Ohio voters get to decide today whether the state is to become the next fully legal marijuana market in the nation. However, there is also a rival issue on the ballot that could prevent legalization from happening even if the majority comes out in support for legal weed.
The measure seeking to bring legal marijuana to the Buckeye state is ResponsibleOhio’s Issue 3, a proposed constitutional amendment that would allow adults 21 or older to purchase weed in a manner similar to beer at a number of retail dispensaries across the state. It would also legalize the herb for medicinal purposes, allowing doctors to offer recommendations to patients suffering from a wealth of health conditions.
If voters back this initiative, Ohio would join Colorado, Washington, Oregon and Alaska in becoming the fifth state to ending prohibitionary times.
Although most statewide efforts to legalize recreational marijuana have had a great deal of success over the past few years, Issue 3 has been dragged through the dirt, mostly by marijuana advocates, over the oddly-shaped structure of the industry that comes attached to legalization.
In exchange for legal weed, ResponsibleOhio, which is made up of a group of wealthy investors and local entrepreneurs, gets exclusive rights to the commercial production and distribution of marijuana.
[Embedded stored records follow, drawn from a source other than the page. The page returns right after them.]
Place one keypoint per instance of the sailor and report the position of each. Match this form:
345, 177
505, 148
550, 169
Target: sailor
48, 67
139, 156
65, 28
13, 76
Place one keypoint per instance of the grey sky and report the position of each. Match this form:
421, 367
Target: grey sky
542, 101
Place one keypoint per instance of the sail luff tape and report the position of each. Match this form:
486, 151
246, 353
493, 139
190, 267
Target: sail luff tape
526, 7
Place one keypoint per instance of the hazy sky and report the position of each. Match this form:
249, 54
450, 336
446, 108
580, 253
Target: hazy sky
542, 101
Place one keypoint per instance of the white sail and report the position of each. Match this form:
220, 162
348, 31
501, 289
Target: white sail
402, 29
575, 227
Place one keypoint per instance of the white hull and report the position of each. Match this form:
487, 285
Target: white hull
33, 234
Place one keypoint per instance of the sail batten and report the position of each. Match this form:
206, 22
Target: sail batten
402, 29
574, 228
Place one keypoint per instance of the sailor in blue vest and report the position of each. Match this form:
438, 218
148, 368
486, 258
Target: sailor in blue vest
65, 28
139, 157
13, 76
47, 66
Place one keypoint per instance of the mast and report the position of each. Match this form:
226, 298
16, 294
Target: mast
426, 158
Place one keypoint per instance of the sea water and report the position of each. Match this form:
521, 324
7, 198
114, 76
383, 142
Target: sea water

Although the guts of Issue 3 eliminates the criminal penalties associated with marijuana possession, not to mention permits residents to grow a significant amount of weed at home for personal use, it also eliminates the possibility of anyone other than ResponsibleOhio from getting into the business of growing and selling weed.
In short, Issue 3 creates a legal environment for the average pot consumer similar to what is currently underway in Colorado, but it establishes a monopoly on the market in the process.
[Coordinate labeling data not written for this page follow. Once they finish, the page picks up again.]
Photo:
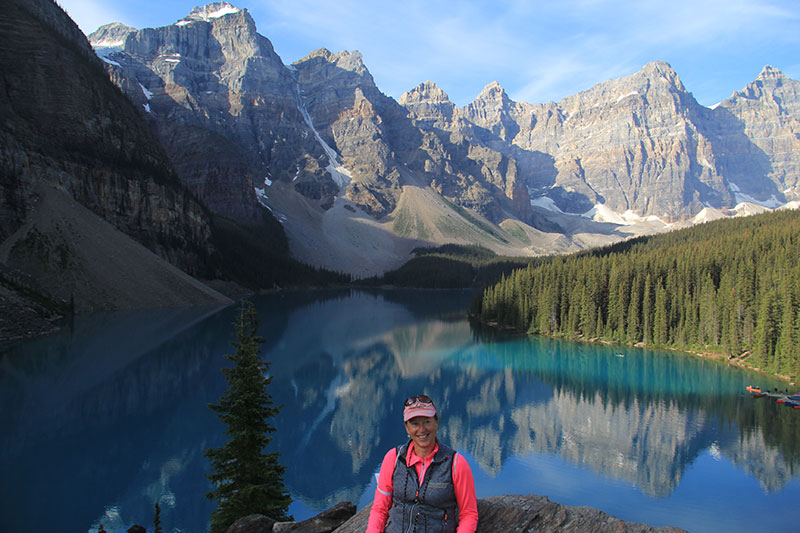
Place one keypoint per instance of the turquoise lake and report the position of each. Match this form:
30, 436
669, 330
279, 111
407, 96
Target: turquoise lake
106, 418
Because of this, the Ohio General Assembly got together over the summer and put a competing initiative on the ballot – Issue 2. This measure asks for voters to decide whether or not the state should allow the existence of monopolies. Therefore, regardless if ResponsibleOhio’s Issue 3 wins the election, Issue 2, otherwise known as the anti-monopoly amendment would only need the approval of the voting majority to stop legalization dead in its tracks.
“Should both proposed measures be approved, the anti-monopoly amendment put forth by the legislature would go into effect first and its provision banning a monopoly from inclusion in the constitution would serve as an effective roadblock to ResponsibleOhio’s amendment taking effect,” Husted said in a statement.
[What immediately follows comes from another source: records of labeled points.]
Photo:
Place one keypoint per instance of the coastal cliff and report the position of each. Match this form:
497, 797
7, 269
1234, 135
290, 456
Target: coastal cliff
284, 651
The problem is that all of the noise surrounding both issues has created a shitstorm of confusion that has convinced even the most loyal marijuana supporters; those who would likely remain unaffected by the ResponsibleOhio monopoly scheme, to stand in opposition with the measure.
“It’s disgusting to me,” Sri Kavuru, executive director of Ohioans to End Prohibition, told the Cincinnati Enquirer. “The idea that any group or corporation has the exclusive right to grow marijuana and sell it. It’s not plutonium. It’s an agricultural commodity that should be regulated like one.”
The impact of the media racket has become a virus that has revealed itself in some of the latest surveys. Most of the polls show that Ohioans are split on whether they should legalize weed or support the anti-monopoly proposal, making the outcome of today’s election completely unpredictable.
However, one thing is certain, if Ohio manages to emerge from today’s election having legalized marijuana, every state with an initiative on the ballot in 2016 will have no excuse for failure.